Drawing Graphs on the TI-84

A previous post on solving equations with the TI-84 has proved very popular, so here are some tips and tricks when using the GDC for drawing graphs and associated functionality.

Pre-set scales

It’s easy enough to type in an equation and then press the graph button. However, the most important thing to do which helps make sense of any graph is to set up the correct window: the minimum and maximum value of the displayed coordinates, and the associated scale marks. The TI-84 will always display the last window which was used, which will probably be unsuitable for your current graph. So I suggest that instead of pressing the graph button immediately, press either Zoom:6 for standard axes (x and y both scaled from -10 to 10, with a tick mark every 1), or Zoom:7 for trigonometric axes (x scaled from -360º to 360º, tick marks every 90º, and y from -4 to 4, tick marks every 1).

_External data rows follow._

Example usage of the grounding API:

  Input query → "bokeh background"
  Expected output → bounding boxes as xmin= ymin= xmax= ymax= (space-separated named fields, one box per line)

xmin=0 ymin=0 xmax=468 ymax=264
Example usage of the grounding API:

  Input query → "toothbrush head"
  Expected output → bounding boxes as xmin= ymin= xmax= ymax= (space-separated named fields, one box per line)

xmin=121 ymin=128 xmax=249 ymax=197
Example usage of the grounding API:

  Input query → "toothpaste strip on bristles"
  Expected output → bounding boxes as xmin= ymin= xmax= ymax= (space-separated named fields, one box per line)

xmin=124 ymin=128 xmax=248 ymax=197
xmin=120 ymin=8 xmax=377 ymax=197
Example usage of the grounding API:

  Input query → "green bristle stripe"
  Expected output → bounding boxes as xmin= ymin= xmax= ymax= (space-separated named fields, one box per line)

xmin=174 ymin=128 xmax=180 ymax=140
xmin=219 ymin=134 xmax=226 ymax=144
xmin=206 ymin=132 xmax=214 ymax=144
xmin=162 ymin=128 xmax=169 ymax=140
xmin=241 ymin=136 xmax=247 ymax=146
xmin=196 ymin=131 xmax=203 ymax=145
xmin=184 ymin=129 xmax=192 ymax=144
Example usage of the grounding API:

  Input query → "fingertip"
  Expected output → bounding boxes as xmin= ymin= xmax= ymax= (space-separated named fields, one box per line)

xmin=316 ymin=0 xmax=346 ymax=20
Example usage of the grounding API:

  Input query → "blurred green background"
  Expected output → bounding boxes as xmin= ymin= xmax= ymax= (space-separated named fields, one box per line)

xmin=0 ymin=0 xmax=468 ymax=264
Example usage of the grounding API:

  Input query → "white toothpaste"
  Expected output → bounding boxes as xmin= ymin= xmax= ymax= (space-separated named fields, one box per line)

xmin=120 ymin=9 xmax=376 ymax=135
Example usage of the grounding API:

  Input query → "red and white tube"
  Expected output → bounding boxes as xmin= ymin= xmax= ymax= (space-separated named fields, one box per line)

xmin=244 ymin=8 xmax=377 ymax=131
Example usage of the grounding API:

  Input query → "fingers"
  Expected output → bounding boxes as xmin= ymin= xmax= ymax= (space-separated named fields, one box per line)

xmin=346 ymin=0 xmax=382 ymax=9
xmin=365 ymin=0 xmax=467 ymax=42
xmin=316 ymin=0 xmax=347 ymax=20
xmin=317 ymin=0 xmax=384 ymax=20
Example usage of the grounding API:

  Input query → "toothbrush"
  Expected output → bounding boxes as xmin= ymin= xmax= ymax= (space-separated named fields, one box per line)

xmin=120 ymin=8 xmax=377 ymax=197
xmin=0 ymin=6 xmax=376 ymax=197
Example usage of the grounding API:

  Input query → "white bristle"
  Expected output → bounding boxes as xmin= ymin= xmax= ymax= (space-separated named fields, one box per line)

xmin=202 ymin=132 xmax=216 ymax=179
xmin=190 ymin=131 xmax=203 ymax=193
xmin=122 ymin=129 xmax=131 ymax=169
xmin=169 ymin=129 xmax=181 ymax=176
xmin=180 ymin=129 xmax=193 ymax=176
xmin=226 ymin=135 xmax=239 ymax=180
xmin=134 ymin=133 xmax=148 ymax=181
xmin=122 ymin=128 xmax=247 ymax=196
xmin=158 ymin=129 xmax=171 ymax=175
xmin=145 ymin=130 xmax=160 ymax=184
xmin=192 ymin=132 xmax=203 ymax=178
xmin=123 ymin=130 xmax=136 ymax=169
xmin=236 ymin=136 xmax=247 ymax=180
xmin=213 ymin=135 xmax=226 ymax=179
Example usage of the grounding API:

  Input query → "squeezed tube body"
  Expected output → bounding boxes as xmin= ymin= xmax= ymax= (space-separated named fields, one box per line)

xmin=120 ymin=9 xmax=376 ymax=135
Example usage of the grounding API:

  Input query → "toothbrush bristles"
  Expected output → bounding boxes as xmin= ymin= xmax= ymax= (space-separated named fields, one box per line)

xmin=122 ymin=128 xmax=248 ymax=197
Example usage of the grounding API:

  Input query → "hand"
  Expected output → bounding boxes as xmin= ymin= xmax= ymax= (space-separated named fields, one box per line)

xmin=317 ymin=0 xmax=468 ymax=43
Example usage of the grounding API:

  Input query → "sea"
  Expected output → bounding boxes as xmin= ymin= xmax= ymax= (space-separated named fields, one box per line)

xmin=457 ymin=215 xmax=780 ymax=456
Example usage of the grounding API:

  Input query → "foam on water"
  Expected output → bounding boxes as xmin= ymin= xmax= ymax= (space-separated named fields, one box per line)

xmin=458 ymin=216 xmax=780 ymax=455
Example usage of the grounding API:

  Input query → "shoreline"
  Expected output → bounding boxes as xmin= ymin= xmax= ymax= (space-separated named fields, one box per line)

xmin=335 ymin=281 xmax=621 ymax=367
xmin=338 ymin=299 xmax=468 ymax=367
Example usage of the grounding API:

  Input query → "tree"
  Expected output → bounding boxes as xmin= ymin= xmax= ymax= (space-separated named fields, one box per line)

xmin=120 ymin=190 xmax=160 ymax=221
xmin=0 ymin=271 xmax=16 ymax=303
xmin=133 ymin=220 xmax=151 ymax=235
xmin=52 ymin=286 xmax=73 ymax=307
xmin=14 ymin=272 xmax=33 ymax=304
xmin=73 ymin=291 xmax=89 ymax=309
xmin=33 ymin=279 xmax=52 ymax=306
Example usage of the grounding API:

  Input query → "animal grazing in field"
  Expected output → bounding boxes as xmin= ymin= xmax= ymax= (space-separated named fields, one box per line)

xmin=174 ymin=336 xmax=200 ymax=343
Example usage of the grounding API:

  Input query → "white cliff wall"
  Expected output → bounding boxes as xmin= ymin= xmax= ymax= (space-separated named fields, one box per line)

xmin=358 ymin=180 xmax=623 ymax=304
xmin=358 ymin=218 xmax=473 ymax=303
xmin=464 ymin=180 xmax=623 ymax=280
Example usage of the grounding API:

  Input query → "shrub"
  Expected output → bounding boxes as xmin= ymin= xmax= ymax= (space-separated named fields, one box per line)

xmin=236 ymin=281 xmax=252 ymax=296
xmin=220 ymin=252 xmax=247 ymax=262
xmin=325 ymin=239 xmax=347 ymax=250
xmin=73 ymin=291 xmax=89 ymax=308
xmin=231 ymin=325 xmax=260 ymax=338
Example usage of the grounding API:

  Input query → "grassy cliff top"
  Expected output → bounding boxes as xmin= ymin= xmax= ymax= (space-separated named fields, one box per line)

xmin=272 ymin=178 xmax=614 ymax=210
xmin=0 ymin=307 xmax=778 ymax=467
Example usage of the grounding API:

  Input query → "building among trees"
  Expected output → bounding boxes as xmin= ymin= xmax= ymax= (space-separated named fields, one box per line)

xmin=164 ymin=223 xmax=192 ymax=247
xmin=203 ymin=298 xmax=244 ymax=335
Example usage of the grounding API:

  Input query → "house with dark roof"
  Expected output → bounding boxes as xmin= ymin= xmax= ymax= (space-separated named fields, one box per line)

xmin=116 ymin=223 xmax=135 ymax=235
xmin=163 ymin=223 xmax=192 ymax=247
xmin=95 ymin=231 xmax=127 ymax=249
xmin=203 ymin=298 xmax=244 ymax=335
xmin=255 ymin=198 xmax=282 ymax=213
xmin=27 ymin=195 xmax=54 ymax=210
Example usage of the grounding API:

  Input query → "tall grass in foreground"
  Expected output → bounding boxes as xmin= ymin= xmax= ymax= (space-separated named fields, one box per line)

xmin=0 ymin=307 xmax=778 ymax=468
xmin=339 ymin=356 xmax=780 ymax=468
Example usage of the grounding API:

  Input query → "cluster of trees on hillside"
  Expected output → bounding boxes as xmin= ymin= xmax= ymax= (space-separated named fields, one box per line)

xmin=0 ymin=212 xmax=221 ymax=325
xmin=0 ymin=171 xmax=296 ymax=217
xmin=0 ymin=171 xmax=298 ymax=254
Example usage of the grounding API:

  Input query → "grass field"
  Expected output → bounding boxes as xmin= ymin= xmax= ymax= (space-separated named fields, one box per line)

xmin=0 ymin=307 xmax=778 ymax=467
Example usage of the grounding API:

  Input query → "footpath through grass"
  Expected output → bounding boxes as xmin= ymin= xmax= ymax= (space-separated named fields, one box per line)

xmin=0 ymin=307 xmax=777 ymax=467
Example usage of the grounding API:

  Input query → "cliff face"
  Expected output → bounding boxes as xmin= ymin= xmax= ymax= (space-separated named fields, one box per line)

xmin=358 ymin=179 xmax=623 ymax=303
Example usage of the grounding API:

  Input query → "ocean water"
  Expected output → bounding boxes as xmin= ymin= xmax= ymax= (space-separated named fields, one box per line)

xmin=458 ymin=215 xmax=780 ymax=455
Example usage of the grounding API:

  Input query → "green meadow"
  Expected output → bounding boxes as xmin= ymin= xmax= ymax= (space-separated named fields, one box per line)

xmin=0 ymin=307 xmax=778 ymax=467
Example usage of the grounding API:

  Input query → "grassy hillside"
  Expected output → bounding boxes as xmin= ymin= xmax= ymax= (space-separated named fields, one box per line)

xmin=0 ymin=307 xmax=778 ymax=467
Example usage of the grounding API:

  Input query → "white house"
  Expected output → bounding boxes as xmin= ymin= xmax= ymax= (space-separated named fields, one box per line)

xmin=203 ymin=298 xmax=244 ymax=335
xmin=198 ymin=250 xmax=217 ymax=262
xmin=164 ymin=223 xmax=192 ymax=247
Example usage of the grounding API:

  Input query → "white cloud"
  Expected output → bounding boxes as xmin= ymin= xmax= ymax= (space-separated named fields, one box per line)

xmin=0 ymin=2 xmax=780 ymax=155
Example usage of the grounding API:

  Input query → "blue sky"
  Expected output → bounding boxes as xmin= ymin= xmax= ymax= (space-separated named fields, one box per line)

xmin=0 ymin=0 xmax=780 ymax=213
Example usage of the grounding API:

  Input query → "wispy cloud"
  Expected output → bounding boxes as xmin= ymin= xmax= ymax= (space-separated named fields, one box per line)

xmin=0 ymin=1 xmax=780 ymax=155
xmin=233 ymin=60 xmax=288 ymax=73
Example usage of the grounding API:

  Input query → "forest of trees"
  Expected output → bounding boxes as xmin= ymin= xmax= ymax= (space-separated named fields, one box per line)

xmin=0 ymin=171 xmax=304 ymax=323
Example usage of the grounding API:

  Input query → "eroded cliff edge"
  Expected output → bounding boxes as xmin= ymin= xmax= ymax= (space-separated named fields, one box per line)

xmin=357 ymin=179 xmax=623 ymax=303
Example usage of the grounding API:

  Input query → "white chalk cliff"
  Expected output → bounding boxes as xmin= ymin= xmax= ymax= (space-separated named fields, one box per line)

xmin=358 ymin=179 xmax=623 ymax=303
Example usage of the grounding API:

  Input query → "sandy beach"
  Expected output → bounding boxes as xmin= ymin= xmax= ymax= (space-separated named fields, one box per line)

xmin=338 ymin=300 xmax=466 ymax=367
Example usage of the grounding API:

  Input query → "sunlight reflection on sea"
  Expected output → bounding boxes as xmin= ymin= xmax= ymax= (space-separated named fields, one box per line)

For trig graphs, make sure you check first whether you should be in radians or degrees—the x scale will match the calculator setting. Incidentally, Zoom:8 (square scales) will show you the graph’s true shape—sometimes useful.

Setting the Window

But what if you don’t know what window to set? For example, you could easily miss turning points which are off the screen. Let’s see what happens if we draw the graph of y = 3x3 + x2 – 10x + 5.

Clearly some of the graph is missing, and we could use the x-axis more efficiently. We need to alter the window to focus on the x values around zero, and to bring the maximum point into view, but where is the maximum? We could use the Calc function to find it, but a more general method for setting up a window is to use a table of values. For the same function, here’s a table of values starting with x = -3.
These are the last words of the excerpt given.